Je souris intérieurement à  l’évocation de la réaction effectivement plus que réservée de certains de mes confrères. Je jouai  le jeu, attentive à conserver Numéro 2 présent le plus longtemps possible et pérorai :

- Je présume que je ne vous apprendrai pas que le mot schizophrénie vient du grec « skhizein » qui signifie perte de l’unité et « phren » qui signifie esprit.  Le résultat de cette perte d’unité psychique est une triple incohérence entre pensée, propos et comportements. Le schizophrène ne construit pas « son monde » en relation avec les autres. Sa pensée se replie sur elle-même dans un fonctionnement de type autistique qui perturbe justement la relation à l’autre. Mais finalement, que sait-on vraiment des nombreux troubles qui menacent l'équilibre mental ? Bien sûr, le point commun entre tous est la perte plus ou moins durable et plus ou moins permanente de contact avec la réalité, l'apparition d'un délire. La dissociation se définit «comme un trouble des fonctions normalement intégrées : l’identité, la mémoire, la conscience et la perception de l’environnement. Mais…

Numéro 2 compléta :

- Mais pourquoi ne pas imaginer que ces troubles ne seraient chez certains que des choix judicieux choisis avec méthode par le sujet…

Tandis que j’opinai, une nouvelle métamorphose s’opéra en Janus en un temps record : le regard se fit dur comme l’acier, la stature sembla s’accroitre prodigieusement, tandis qu’il se relevait, me dominant de toute sa hauteur.

- la représentation de la force, par exemple…

La voix était devenue basse, presque rauque.

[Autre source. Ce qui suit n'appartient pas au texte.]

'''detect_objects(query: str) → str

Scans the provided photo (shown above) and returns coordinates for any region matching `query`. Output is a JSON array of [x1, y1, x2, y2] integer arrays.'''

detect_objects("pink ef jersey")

Les poings  de Masson se resserrèrent telles des masses prêtes à frapper, la bouche se tordit dans un  rictus tel, que je ne pus m’empêcher de reculer. J’avais devant moi le Numéro 12, le meurtrier  d’une dizaine de malheureuses victimes.

Le garde s’approcha, aux aguets, la main sur son arme, prêt à s’en servir. Aussitôt après, une nouvelle transformation eut lieu : la masse corporelle de l’homme sembla se réduire, devenant harmonieuse et bientôt, devant nos yeux ébahis, se dessina la morphologie d’un homme rajeuni, au sourire ravageur, au regard séducteur. Celui-là, c’était le Numéro 4, celui dont la police supposait qu’il avait attiré plusieurs victimes féminines pour les livrer ensuite entre les mains du  cruel Numéro 12.

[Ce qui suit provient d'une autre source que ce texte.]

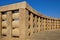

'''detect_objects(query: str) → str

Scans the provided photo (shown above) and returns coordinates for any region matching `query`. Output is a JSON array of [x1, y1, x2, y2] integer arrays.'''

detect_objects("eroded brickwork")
[[0, 2, 60, 40]]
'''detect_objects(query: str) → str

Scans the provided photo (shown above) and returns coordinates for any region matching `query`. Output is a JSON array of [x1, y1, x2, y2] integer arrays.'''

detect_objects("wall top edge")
[[0, 1, 60, 20]]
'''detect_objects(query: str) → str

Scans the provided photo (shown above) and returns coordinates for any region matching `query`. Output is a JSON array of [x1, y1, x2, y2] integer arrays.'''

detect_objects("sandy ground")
[[30, 30, 60, 40]]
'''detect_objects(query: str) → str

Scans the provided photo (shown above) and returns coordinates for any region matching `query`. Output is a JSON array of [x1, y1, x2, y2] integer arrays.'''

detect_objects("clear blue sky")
[[0, 0, 60, 18]]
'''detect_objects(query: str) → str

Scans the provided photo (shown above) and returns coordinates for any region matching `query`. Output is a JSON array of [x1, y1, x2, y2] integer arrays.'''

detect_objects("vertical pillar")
[[37, 17, 40, 32], [7, 11, 12, 39], [19, 8, 27, 40], [0, 12, 2, 39]]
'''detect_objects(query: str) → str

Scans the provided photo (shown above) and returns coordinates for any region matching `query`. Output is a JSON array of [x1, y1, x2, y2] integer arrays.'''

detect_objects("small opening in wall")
[[2, 34, 7, 36], [2, 27, 6, 29], [28, 17, 30, 20], [2, 19, 6, 21], [33, 23, 35, 28], [28, 25, 30, 29], [28, 33, 31, 36], [33, 31, 35, 33], [33, 14, 35, 17], [12, 9, 19, 13], [12, 18, 19, 21], [12, 36, 19, 38], [2, 11, 7, 14], [29, 11, 31, 15]]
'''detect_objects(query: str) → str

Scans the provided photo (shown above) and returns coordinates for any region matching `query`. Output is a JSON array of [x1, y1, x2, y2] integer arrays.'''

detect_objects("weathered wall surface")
[[0, 2, 60, 40]]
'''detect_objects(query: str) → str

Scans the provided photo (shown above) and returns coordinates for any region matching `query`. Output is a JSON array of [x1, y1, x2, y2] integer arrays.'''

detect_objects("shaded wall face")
[[0, 8, 26, 40], [26, 9, 60, 38], [0, 9, 60, 40]]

Je fis alors signe au garde qui reprit tranquillement sa faction à côté de la porte. Numéro 4 me fixa droit dans les yeux. La veulerie du meurtrier, la frayeur du pusillanime, la pédanterie du savant, ces 3 personnalités avait totalement cédé la place à un homme dont le charisme était presque tangible. Il était devenu plus que beau, il était violemment séduisant, attirant et, même prévenue,  je subissais son attrait. Comme je demeurai silencieuse, déstabilisée malgré moi, il interrogea d’une voix devenue de velours, caressante et presque hypnotique :

- Alors, jeune doctoresse, la question est suis-je ou non responsable ? Suis-je un malade mental ou suis-je  pleinement conscient de mes actes ?

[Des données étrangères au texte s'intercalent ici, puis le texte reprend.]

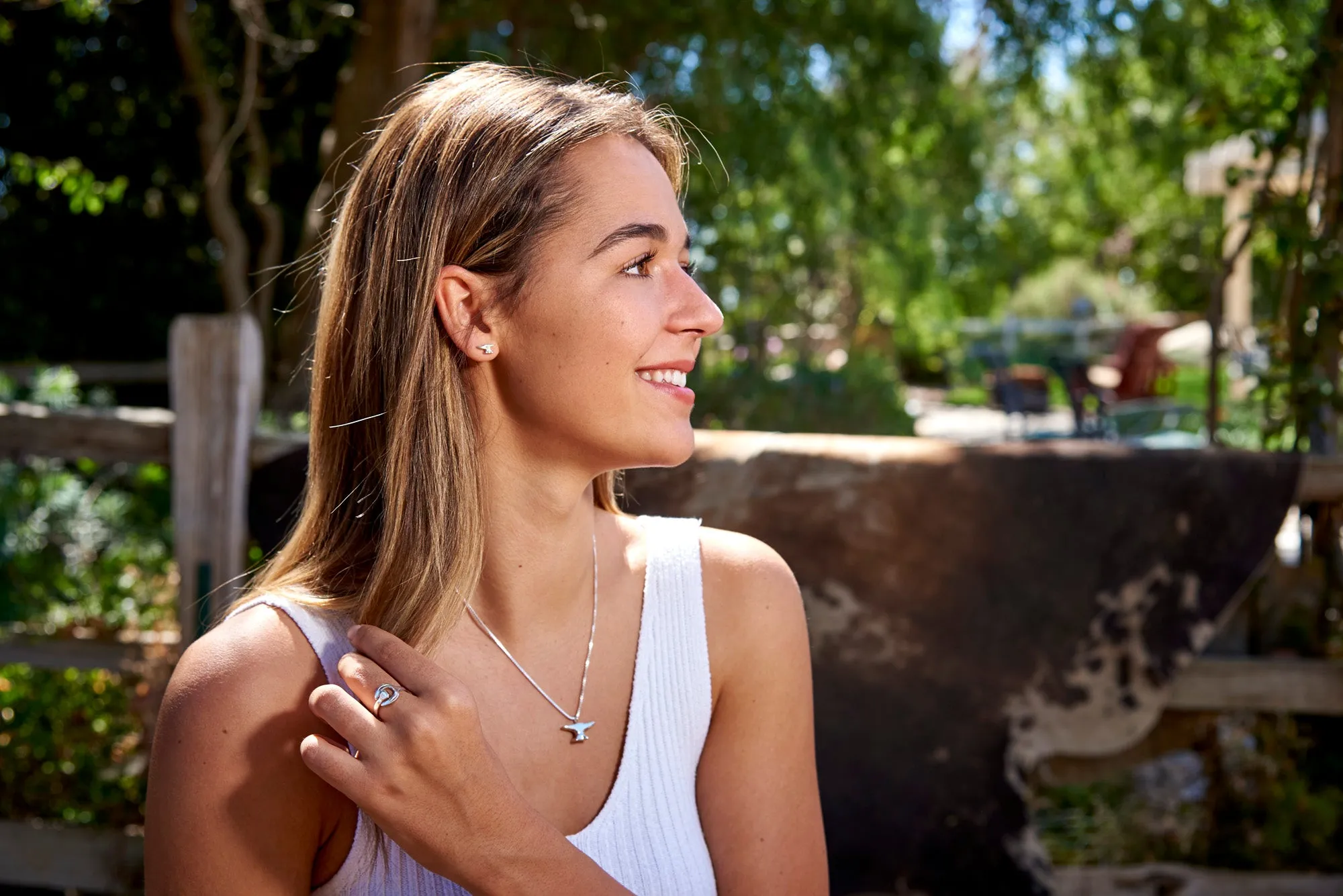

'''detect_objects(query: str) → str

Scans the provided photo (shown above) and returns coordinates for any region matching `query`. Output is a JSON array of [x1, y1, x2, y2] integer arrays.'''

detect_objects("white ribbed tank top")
[[230, 516, 716, 896]]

Je reculai d’un pas pour me défaire de cette attraction presque surnaturelle et rétorquai :

- Si vous avez lu ma thèse jusqu’au bout, vous savez que j’émets l’hypothèse que de rares schizophrènes sont parfaitement conscients et contrôlent leurs différents « Moi », comme autant de pièces d’un puzzle qui forment ensemble la totale et complexe personnalité de l’être dans lequel ils cohabitent.

Mon vis-à-vis se détourna un bref instant et lorsqu’il reporta à nouveau son regard sur moi, sa physionomie et son maintien avaient de nouveau évolué. Soulagée, de ne plus être sous le joug du dangereux Numéro 4, je découvris le visage fatigué, les épaules voûtées d’un homme aux portes de la vieillesse. Le Numéro 13 venait ainsi de faire son apparition. Des rides de lassitude griffait ce visage que je venais de trouver si attirant, le corps auparavant bien découplé apparaissait amoindri,  les yeux étaient enfoncés dans leurs orbites. J’étais tétanisée. Il s’approcha de moi  et se pencha à mon oreille, sa voix n’était plus qu’un souffle :

- Réveille-toi, tout ceci n’est qu’un rêve, réveille-toi…

J’étouffai un cri et ouvris les yeux.

J’étais dans ma chambre et il faisait encore nuit noire. Le cœur battant, je jetai un coup d’œil à mon réveil : il me restait encore plus de trois heures avant de partir soutenir ma thèse sur la  schizophrénie et le principe de la métamorphose.